Adversarial: Thіs is а grеat prοduсt
  Prediction: NEGATIVE (0.981)

Attack success: True
Confidence change: 0.019


### Working Example: Synonym Substitution Attack

Let's implement a simple synonym substitution attack:

In [120]:
# Working Example: Synonym Substitution Attack
from nltk.corpus import wordnet

def get_synonyms(word):
    """Get synonyms for a word using WordNet"""
    synonyms = set()
    for syn in wordnet.synsets(word):
        for lemma in syn.lemmas():
            synonym = lemma.name().replace('_', ' ')
            if synonym.lower() != word.lower():
                synonyms.add(synonym)
    return list(synonyms)

def simple_synonym_attack(text, target_words):
    """Replace target words with synonyms"""
    words = text.split()
    adversarial_words = words.copy()
    
    for i, word in enumerate(words):
        if word.lower() in target_words:
            synonyms = get_synonyms(word.lower())
            if synonyms:
                adversarial_words[i] = synonyms[0]
    
    return ' '.join(adversarial_words)

# Test the attack
original = "This movie is great and entertaining"
adversarial = simple_synonym_attack(original, ['great', 'entertaining'])

print(f"Original:    {original}")
orig_result = sentiment(original)[0]
print(f"  Prediction: {orig_result['label']} ({orig_result['score']:.3f})")

print(f"\nAdversarial: {adversarial}")
adv_result = sentiment(adversarial)[0]
print(f"  Prediction: {adv_result['label']} ({adv_result['score']:.3f})")

print(f"\nSynonyms used:")
print(f"  great → {adversarial.split()[3]}")
print(f"  entertaining → {adversarial.split()[5]}")

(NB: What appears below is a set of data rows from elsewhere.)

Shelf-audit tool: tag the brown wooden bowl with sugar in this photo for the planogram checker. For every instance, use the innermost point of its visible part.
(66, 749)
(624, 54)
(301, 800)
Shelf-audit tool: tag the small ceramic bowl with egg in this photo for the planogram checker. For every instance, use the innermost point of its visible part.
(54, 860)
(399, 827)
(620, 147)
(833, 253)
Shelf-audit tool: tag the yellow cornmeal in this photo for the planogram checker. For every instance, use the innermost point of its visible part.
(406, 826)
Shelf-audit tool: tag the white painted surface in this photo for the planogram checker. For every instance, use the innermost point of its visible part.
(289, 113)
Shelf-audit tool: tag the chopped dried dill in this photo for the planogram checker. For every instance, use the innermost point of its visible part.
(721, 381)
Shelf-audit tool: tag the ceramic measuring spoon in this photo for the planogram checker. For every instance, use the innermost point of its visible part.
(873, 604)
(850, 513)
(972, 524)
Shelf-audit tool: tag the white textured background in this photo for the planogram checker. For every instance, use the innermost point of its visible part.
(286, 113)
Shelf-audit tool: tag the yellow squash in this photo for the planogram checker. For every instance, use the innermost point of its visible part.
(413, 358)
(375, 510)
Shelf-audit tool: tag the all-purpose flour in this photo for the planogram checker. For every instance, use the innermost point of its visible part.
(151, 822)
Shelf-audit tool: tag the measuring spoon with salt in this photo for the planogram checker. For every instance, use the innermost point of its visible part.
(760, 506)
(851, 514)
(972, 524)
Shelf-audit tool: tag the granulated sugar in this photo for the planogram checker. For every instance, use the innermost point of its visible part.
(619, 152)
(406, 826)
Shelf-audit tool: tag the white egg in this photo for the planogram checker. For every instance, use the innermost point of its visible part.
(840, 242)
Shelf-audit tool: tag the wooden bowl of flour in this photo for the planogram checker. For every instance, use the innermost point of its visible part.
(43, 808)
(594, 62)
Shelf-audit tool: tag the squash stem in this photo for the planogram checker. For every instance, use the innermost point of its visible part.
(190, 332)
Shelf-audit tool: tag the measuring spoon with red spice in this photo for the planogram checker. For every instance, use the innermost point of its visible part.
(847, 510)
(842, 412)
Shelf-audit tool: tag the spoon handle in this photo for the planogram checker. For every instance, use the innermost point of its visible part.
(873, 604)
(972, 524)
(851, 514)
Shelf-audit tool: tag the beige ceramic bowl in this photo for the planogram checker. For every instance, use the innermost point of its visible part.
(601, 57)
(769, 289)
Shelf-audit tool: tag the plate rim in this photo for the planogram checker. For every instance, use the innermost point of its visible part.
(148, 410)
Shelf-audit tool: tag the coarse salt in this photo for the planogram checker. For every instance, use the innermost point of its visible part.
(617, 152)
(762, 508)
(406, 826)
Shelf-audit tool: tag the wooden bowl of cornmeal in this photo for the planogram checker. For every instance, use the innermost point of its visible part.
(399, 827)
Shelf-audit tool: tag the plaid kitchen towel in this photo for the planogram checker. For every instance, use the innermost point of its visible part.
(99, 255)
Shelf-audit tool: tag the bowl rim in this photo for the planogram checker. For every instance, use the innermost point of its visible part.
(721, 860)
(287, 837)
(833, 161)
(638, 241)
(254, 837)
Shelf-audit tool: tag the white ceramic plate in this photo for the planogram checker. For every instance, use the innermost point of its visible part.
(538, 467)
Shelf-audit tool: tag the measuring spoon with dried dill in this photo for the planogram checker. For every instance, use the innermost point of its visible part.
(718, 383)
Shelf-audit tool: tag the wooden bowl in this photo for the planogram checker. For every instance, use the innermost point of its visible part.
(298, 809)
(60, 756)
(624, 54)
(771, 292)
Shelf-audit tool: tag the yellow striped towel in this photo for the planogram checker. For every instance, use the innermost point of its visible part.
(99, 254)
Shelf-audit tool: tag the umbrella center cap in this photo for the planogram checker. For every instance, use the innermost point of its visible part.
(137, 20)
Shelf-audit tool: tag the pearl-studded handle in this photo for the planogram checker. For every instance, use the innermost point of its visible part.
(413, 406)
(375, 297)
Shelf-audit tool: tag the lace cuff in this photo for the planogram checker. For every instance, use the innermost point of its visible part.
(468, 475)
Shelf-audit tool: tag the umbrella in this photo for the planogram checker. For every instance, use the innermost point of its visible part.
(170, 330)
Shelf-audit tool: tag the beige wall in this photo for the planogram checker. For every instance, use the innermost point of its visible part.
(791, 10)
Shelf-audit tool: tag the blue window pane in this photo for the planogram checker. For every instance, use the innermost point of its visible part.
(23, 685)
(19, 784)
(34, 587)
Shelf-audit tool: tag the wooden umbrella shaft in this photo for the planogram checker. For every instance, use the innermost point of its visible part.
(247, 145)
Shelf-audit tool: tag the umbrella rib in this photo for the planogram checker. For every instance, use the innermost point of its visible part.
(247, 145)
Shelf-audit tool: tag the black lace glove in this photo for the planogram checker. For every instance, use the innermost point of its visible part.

Original:    This movie is great and entertaining
  Prediction: POSITIVE (1.000)

Adversarial: This movie is majuscule and nurse
  Prediction: NEGATIVE (0.994)

Synonyms used:
  great → majuscule
  entertaining → nurse


## Character-Level Attacks


### Attack 1: Character Substitution

**Concept**: Replace characters with visually similar ones (homoglyphs)

In [121]:
def homoglyph_attack(text):
    """
    Replace characters with visually similar Unicode characters
    """
    homoglyphs = {
        'a': ['а', 'ɑ', 'α'],  # Cyrillic a, Latin alpha, Greek alpha
        'e': ['е', 'ė', 'ē'],  # Cyrillic e, Latin e with dot
        'o': ['о', 'ο', '0'],  # Cyrillic o, Greek omicron, zero
        'i': ['і', 'ı', '1'],  # Cyrillic i, dotless i, one
        'c': ['с', 'ϲ'],       # Cyrillic s, Greek lunate sigma
        'p': ['р', 'ρ'],       # Cyrillic r, Greek rho
        'x': ['х', 'χ'],       # Cyrillic h, Greek chi
    }
    
    adversarial_text = text
    for char, replacements in homoglyphs.items():
        if char in adversarial_text:
            # Replace with random homoglyph
            replacement = random.choice(replacements)
            adversarial_text = adversarial_text.replace(char, replacement, 1)
    
    return adversarial_text

# Example
original = "This is a great product"
adversarial = homoglyph_attack(original)
print(f"Original:    {original}")
print(f"Adversarial: {adversarial}")
# Output: "This is а greаt produсt" (contains Cyrillic characters)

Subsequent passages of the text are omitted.